Kimko cursed to himself. These people were animals. Worse.

They veered through the city square where Girma had started the war the day before. The pavilion lay in a pile of rubble. The buildings on either side had been gutted by fire; there were pockmarks in the facade. Across the way, the clinic that Girma’s people had run was now destroyed; part of its front wall lay scattered along the road. But that didn’t stop the wounded from gathering there; two aides were ministering to them, overseen by a pair of fourteen- or fifteen-year-olds with Kalashnikovs.

Small fires were burning everywhere. The air smelled like burnt grass and acrid dust, mixed with cordite and the scent of burning metal. A pack of dogs ran down the street, dragging something between them.

A corpse.

They swung west, moving into a district of traditional round huts with their cone-shaped roofs. It was here that most of the tribesmen belonging to Meur-tse Meur-tskk lived. Bodies were scattered in the yards. The majority were women and children. Dead animals lay along and in the road; the driver made no effort to avoid most of them, simply speeding over the remains.

Girma, meanwhile, chewed his khat leaves.

Two men with guns stood in the street ahead, waving their arms as the jeep approached. Kimko put his hand on his holster, ready to pull the pistol out if needed.

Girma stood up, holding onto the roll bar. He raised his rifle and fired a burst in greeting.

The men ran to him, jabbering. Girma leaned forward and pointed the driver to the right.

“Too many enemies down road,” he told Kimko. “We’ll see them later. Dead.”

Chapter 18

Duka

With the Russian heading to the west of the city rather than Li Han’s house to the north, Danny decided not to commit his small force or risk the aircraft getting close to the fighting yet. He told the pilots to hold back; in the meantime he and the others would proceed to the stationmaster building and set up an ambush.

“I want to hold the Osprey off as long as I can,” he told Melissa. “It’s a straight shot for us through that field and then up the hill and over. Flash and I can get there pretty fast. Can you keep up?”

“I can keep up.”

Danny led the way at a strong trot. The circuitry in the night vision screen on his helmet could turn the dull dusk as bright as day if he wanted, but Danny found that too distracting: it looked so real that it was hard to remember it was just being synthesized by the sensors; in his opinion, that made it easier to subconsciously miss something. So he stayed with traditional night vision mode, which made it clear that he wasn’t seeing the entire picture; the difference could be critical.
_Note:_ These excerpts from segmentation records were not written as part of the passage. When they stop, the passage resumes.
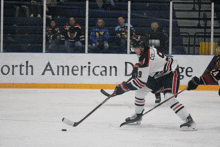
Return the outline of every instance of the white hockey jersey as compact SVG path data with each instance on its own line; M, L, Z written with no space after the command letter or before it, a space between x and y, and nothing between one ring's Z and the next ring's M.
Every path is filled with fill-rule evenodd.
M173 57L167 57L153 47L145 48L139 58L138 77L128 83L128 88L140 89L146 85L149 76L157 79L175 71L177 67L178 62Z

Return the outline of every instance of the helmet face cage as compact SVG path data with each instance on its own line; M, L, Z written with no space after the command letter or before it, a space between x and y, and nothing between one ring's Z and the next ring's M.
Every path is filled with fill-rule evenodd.
M141 49L142 46L144 46L144 41L142 40L141 36L135 36L131 41L131 52L134 52L135 48Z

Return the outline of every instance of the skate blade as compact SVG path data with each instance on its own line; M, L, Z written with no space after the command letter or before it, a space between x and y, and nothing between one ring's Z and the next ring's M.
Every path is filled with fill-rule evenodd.
M132 122L132 123L128 123L128 125L141 125L141 122L140 121L136 121L136 122Z

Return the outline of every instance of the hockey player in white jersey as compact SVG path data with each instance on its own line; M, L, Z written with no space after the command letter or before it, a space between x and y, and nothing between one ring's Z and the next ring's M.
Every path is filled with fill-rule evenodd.
M145 96L152 91L152 88L148 86L150 84L148 77L153 77L156 81L154 91L163 92L165 99L168 99L177 93L180 75L177 60L163 55L156 48L146 47L141 36L136 36L131 41L131 50L139 57L139 63L136 64L138 66L138 77L128 83L122 82L117 85L115 92L119 95L128 90L136 90L135 114L125 121L140 124L144 111ZM195 122L182 103L176 98L172 98L165 104L184 121L180 125L182 130L196 130Z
When they reached a narrow dirt road on the other side of the field, Danny picked up his pace, sprinting about thirty yards to a stream that emptied into a small pond near the railroad tracks about a quarter mile away. The streambed was rocky, and he had to pick his way, glancing back every so often to check on Melissa behind him. Her breathing was labored but she was keeping pace.

“Subject jeep has stopped in residential area,” declared MY-PID.

“Why?” asked Danny.

“Insufficient data, operand uncertain,” said the Voice, getting technical on him.

“Display jeep video feed in lower screen one,” said Danny.

The image from the Global Hawk popped into the lower-left-hand side of his visor. It was grainy, magnified beyond its optimum size. Danny couldn’t make out much more than an indiscriminate crowd.

He slowed, then stopped so he could focus on the image. He was worried that Li Han was there.

“Subject identified as Milos Kimko—confirm he’s at the jeep site,” Danny told MY-PID.